Wednesday, April 17, 2013

Nanocellulose Breakthrough





 This will ultimately be huge. This may be a natural substitute for a wide range of products we presently make from plastic. It will be an important feedstock that can even be produced down on the farm as a matter of course. It will still need consumables and farms are used to dealing with this sort of stuff.

This is an important breakthrough and a nice result of genetic engineering that no one eats.

We will see it enter the supply chain in perhaps five years and that will produce a flood of replacement solutions hopefully broadly across industry. That will depend on cost and cost issues often delay market expansion for years and even decades.
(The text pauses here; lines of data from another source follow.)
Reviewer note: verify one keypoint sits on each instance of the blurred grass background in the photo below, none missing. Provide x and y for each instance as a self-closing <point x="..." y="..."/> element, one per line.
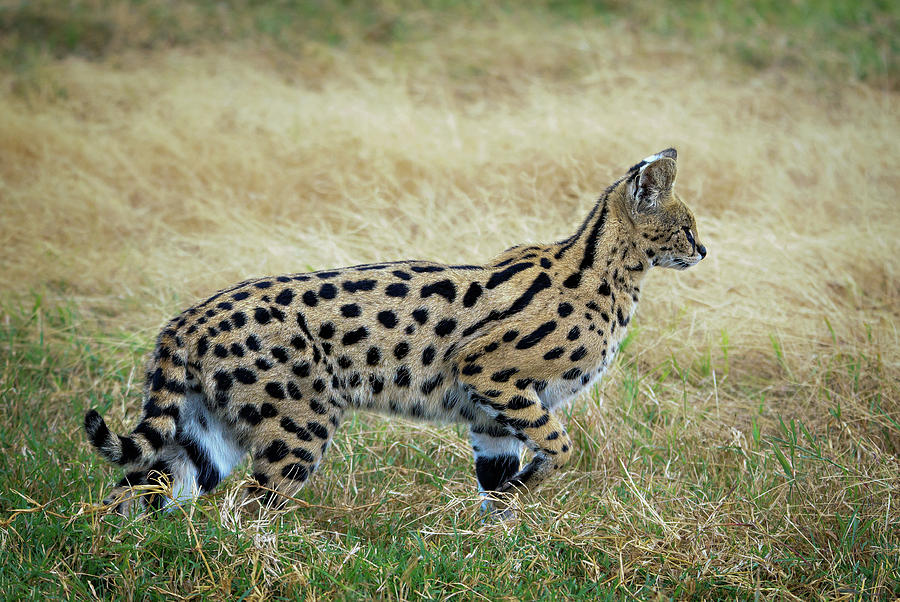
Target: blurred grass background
<point x="744" y="445"/>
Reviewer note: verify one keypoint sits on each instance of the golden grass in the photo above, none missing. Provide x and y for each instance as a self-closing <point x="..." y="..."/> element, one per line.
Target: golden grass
<point x="135" y="184"/>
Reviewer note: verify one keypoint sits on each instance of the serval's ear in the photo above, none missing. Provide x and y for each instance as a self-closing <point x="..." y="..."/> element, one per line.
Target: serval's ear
<point x="653" y="178"/>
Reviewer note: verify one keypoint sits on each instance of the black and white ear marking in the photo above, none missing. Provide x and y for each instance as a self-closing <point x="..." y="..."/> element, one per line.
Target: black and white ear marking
<point x="652" y="177"/>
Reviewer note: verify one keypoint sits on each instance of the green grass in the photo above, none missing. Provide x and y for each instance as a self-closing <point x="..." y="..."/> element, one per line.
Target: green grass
<point x="838" y="38"/>
<point x="792" y="508"/>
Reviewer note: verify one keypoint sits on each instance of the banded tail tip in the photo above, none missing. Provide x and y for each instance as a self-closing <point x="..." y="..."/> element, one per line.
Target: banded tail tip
<point x="96" y="428"/>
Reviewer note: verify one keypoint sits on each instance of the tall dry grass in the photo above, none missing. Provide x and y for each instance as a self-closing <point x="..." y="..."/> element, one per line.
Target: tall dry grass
<point x="134" y="184"/>
<point x="139" y="182"/>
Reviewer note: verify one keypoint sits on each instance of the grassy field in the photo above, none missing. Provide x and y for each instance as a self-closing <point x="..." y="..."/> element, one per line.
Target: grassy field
<point x="746" y="444"/>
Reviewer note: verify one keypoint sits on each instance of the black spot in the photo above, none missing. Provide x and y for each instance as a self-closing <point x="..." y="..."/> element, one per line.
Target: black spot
<point x="294" y="390"/>
<point x="424" y="269"/>
<point x="303" y="454"/>
<point x="498" y="278"/>
<point x="295" y="472"/>
<point x="401" y="350"/>
<point x="445" y="327"/>
<point x="317" y="429"/>
<point x="444" y="288"/>
<point x="253" y="343"/>
<point x="359" y="285"/>
<point x="396" y="290"/>
<point x="403" y="377"/>
<point x="355" y="336"/>
<point x="387" y="318"/>
<point x="554" y="353"/>
<point x="285" y="297"/>
<point x="573" y="281"/>
<point x="519" y="402"/>
<point x="328" y="291"/>
<point x="202" y="346"/>
<point x="502" y="376"/>
<point x="572" y="374"/>
<point x="540" y="283"/>
<point x="532" y="339"/>
<point x="276" y="451"/>
<point x="223" y="380"/>
<point x="250" y="414"/>
<point x="350" y="310"/>
<point x="248" y="377"/>
<point x="472" y="293"/>
<point x="301" y="369"/>
<point x="428" y="355"/>
<point x="373" y="356"/>
<point x="275" y="390"/>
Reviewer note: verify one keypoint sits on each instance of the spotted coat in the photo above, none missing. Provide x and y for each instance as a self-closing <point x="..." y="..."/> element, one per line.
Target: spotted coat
<point x="270" y="366"/>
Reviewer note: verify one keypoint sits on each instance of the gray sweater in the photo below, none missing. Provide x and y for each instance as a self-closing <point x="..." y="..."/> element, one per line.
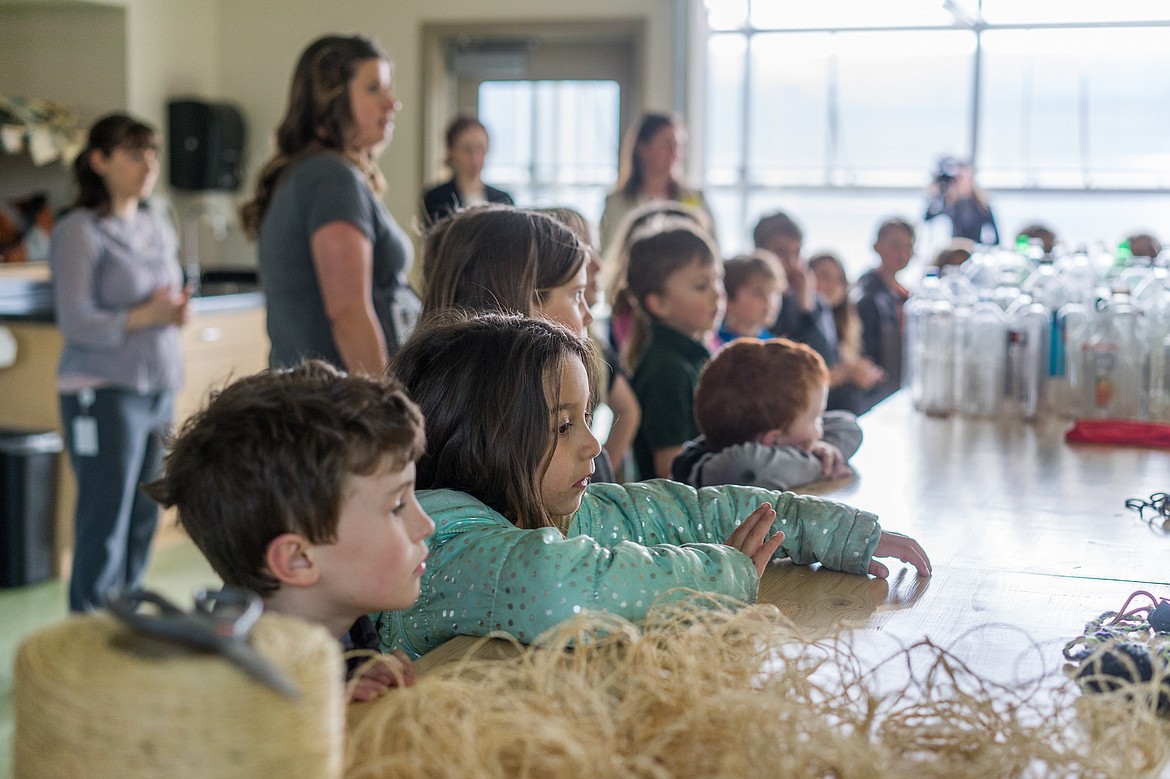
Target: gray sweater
<point x="103" y="267"/>
<point x="756" y="464"/>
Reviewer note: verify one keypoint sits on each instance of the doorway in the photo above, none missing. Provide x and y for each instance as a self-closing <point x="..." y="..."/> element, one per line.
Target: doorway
<point x="555" y="98"/>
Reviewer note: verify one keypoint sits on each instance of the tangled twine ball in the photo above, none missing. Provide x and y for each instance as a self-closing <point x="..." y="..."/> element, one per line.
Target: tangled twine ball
<point x="94" y="698"/>
<point x="702" y="691"/>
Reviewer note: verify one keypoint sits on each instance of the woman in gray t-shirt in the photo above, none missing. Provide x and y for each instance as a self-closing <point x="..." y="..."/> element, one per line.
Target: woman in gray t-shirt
<point x="332" y="260"/>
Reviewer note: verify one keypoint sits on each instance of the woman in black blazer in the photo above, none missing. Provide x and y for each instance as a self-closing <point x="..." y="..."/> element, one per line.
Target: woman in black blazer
<point x="467" y="146"/>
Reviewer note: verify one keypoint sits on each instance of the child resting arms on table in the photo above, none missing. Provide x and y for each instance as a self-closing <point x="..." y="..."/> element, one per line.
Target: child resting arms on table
<point x="524" y="540"/>
<point x="761" y="406"/>
<point x="298" y="484"/>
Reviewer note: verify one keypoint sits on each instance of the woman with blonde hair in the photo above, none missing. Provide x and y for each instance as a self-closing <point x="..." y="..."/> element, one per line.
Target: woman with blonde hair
<point x="651" y="169"/>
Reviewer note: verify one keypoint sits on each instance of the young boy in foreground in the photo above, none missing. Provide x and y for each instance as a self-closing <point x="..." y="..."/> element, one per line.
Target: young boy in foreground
<point x="761" y="407"/>
<point x="298" y="484"/>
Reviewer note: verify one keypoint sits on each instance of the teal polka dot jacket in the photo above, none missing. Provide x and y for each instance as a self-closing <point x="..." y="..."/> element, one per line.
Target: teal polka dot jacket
<point x="626" y="546"/>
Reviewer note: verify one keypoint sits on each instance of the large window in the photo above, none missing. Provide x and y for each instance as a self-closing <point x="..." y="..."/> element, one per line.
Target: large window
<point x="837" y="111"/>
<point x="555" y="143"/>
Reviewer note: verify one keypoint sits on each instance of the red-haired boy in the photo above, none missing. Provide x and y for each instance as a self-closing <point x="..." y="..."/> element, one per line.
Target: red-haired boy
<point x="778" y="435"/>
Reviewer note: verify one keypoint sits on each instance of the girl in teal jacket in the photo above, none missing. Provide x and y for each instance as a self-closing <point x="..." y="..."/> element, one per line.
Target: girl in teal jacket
<point x="523" y="540"/>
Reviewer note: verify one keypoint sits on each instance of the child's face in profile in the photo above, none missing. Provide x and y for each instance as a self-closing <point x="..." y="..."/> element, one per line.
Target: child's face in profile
<point x="571" y="466"/>
<point x="566" y="304"/>
<point x="787" y="250"/>
<point x="831" y="282"/>
<point x="756" y="304"/>
<point x="807" y="428"/>
<point x="692" y="298"/>
<point x="895" y="248"/>
<point x="378" y="558"/>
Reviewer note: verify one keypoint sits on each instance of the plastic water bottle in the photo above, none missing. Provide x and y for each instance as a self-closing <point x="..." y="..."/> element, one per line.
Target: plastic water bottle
<point x="1157" y="319"/>
<point x="1114" y="360"/>
<point x="1026" y="359"/>
<point x="1069" y="331"/>
<point x="1078" y="274"/>
<point x="929" y="318"/>
<point x="981" y="359"/>
<point x="958" y="287"/>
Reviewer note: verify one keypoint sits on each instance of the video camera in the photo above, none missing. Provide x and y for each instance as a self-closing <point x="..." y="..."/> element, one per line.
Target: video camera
<point x="945" y="170"/>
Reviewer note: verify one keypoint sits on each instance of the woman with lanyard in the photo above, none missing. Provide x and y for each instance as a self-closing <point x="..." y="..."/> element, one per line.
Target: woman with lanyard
<point x="332" y="260"/>
<point x="119" y="303"/>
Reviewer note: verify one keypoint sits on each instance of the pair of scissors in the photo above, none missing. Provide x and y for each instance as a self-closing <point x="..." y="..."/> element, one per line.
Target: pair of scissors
<point x="218" y="622"/>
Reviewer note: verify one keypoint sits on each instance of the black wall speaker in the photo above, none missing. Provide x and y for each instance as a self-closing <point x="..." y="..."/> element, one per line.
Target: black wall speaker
<point x="205" y="146"/>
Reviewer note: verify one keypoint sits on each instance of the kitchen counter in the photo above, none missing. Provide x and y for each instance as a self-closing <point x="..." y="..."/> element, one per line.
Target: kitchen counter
<point x="28" y="296"/>
<point x="226" y="338"/>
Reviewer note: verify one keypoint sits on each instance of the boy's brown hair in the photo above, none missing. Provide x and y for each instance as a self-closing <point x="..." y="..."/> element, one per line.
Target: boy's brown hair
<point x="772" y="225"/>
<point x="783" y="376"/>
<point x="741" y="270"/>
<point x="894" y="223"/>
<point x="273" y="453"/>
<point x="658" y="250"/>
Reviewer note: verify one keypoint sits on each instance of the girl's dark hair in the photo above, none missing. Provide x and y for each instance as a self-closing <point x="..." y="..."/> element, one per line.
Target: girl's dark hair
<point x="656" y="252"/>
<point x="318" y="116"/>
<point x="845" y="314"/>
<point x="617" y="256"/>
<point x="110" y="132"/>
<point x="483" y="383"/>
<point x="631" y="176"/>
<point x="459" y="125"/>
<point x="497" y="257"/>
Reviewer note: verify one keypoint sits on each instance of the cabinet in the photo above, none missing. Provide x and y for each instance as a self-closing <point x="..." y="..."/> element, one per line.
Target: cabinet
<point x="219" y="343"/>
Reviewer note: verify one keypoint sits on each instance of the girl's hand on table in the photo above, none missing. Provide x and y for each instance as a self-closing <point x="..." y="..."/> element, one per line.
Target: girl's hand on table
<point x="751" y="537"/>
<point x="900" y="546"/>
<point x="832" y="461"/>
<point x="379" y="676"/>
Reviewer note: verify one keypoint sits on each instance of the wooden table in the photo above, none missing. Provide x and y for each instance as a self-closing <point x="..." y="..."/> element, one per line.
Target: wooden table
<point x="1029" y="538"/>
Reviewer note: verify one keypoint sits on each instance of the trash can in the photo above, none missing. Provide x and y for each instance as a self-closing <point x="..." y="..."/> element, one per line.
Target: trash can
<point x="28" y="504"/>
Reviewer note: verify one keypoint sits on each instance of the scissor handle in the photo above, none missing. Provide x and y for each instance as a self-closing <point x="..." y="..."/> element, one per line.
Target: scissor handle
<point x="170" y="621"/>
<point x="231" y="611"/>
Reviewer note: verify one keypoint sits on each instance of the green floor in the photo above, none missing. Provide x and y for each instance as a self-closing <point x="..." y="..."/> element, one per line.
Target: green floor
<point x="174" y="571"/>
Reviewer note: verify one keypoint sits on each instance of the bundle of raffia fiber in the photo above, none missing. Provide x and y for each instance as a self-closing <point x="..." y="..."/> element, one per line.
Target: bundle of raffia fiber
<point x="709" y="691"/>
<point x="93" y="698"/>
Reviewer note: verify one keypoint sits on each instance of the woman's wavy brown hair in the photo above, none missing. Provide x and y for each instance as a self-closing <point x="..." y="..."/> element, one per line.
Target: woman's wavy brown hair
<point x="318" y="117"/>
<point x="110" y="132"/>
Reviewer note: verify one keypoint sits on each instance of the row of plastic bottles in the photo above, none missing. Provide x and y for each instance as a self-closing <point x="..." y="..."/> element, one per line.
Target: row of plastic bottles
<point x="1025" y="333"/>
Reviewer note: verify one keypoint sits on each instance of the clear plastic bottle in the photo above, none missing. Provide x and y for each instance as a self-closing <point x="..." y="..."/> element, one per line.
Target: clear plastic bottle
<point x="981" y="359"/>
<point x="1115" y="359"/>
<point x="1157" y="321"/>
<point x="958" y="287"/>
<point x="1078" y="274"/>
<point x="929" y="321"/>
<point x="1046" y="287"/>
<point x="1069" y="331"/>
<point x="1026" y="358"/>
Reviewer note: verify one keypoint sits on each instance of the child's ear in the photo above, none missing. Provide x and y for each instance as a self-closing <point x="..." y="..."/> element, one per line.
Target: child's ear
<point x="772" y="438"/>
<point x="289" y="558"/>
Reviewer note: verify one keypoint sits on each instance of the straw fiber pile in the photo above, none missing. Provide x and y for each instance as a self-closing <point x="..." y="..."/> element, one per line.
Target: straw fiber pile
<point x="720" y="693"/>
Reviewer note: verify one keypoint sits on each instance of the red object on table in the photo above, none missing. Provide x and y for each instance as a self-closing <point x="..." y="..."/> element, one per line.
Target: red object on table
<point x="1120" y="432"/>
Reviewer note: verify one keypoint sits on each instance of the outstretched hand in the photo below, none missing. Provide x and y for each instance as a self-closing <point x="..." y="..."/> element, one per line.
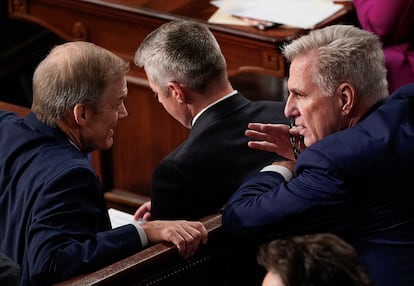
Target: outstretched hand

Super-strong ‘wonder material’ is made with just algae, water, and sunlight

By Sarah Laskow


Nanocellulose could, in theory, be the miracle material that solves humanity’s every problem. It’s derived from cellulose, the stuff that’s found in plants, but its extra-tiny nano-scale fibers give it superpowers, like incredible strength. Here are just a few of the things you could make with it:

  • a boat that can carry 1,000 pounds of cargo
  • bulletproof glass
  • wound dressings
  • electronic wallpaper

Scientists have been trying for decades to figure out how to make nanocellulose efficiently. And now, one team of scientists has announced that they’ve genetically engineered algae to produce it. That means that all that’s required is sunlight, water, and a whole bunch of algae.

This team had been working for years with a bacterium — the same one used in kombucha — that was able to manufacture nanocellulose out of wood pulp. But that was a resource-intensive process, involving large vats of bacteria that needed large amounts of food. Recently, though, they started working with algae, which can produce its own nourishment through photosynthesis. They took genes from the first type of bacterium, threw it into the algae, and — voila! — it produced nanocellulose. The Verge explains:

By genetically engineering vinegar bacterium into blue-green algae, Brown’s lab has effectively created organic factories capable of making nanocellulose on a potentially industrial scale. …


Brown’s lab is still “five to ten years” away from adapting the process to a large scale, though he says the science behind it is sound. All they need now, the professor explains, is broader awareness and momentum.

Also, a whole lot of algae. And the space to grow it in. And to keep people from not freaking out about genetic-freak algae. If it gets too controversial, though, it should be easy enough to protect the algae from protesters: They can, after all, manufacture bulletproof glass from sunlight.